BMW G 310 RR first ride review
Till BMW came out with the G 310 RR earlier this year, badge-engineering wasn't as evident in the two-wheeler space as it is with cars out here in India. The G 310 RR is effectively a TVS at heart. From its specifications and dimensions, to the very platform it is based on and its very panel, the bikes are exactly the same. So does the little BMW warrant your consideration if you're looking to own a small-capacity sports motorcycle?
On the looks frontier, the BMW doesn't really give you much to write home about with the 310 RR showing off the same styling cues as the Apache which has been around for little over half a decade now. The LED headlamp unit, the aggressive fairing, the sports-bike shape tank, all carried over from the older TVS badged model. However, the new BMW M colour scheme does freshen things up a bit, as does the Motorrad graphics when you light it up, although you won't have the option of pairing your phone to the bike via Bluetooth as you do with the TVS. This essentially rules out the possibility of turn-by-turn navigation and ride-supported apps for this bike model.
In terms of ride and handling, the BMW carries forward pretty much the same sport-focused pedigree of the TVS, minus the option of adjustable suspension of the latter, like that on offer with the BTO. You'll still be in the same committed riding position as before, and along with the USD 41mm fork and central spring strut suspension units setup on the stiffer side you'll be more comfortable astride this bike when riding fast. Low speed ride is still very lumpy, which can be pretty uncomfortable on Mumbai's roads.
You have four ride modes to choose from Track, Sport, Rain and Urban which decide the way the engine revs, brakes and responds to throttle inputs. The bike still takes to corners like a happy kid to candy and the ABS assisted single 300mm disc with its four-piston radially bolted fixed calliper up front paired with the single 240mm rear disc, with single-piston floating calliper brakes setup are pretty much spot on for a bike of this calibre. But I still think BMW should have really thrown in a pair of reach-adjustable levers on this one.

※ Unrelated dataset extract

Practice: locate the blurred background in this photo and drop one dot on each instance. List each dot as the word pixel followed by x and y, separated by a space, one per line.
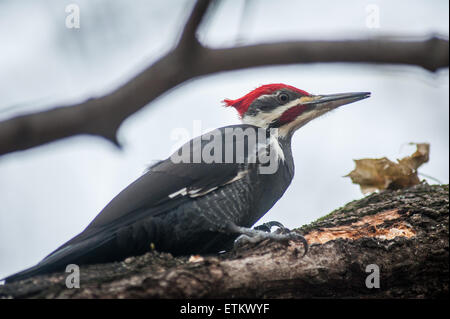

Here in India, the BMW G 310 RR can be seen as a rebadged Apache RR310 which doesn't offer as many options as the TVS while costing a pretty penny in comparison, but is still an impressive motorcycle with all it brings to the table. In a way, the BMW G 310 RR comes across as a solid pat on the back of TVS for the Apache RR 310, once you realise that BMW felt that not just the build quality, but the sole functioning of the TVS bike was suitable to bear some Bayerische Motoren Werke logos.
Yes, you don't have the option of slapping on some additional adjustable suspension but that doesn't necessarily mean that the 310 RR is a motorcycle that fails to check a certain amount of boxes on your list of requirements. In markets abroad, where BMW foresees this bike doing well, the G310 RR is BMW Motorrad's entry-level sports motorcycle, which is never going to be a bad thing.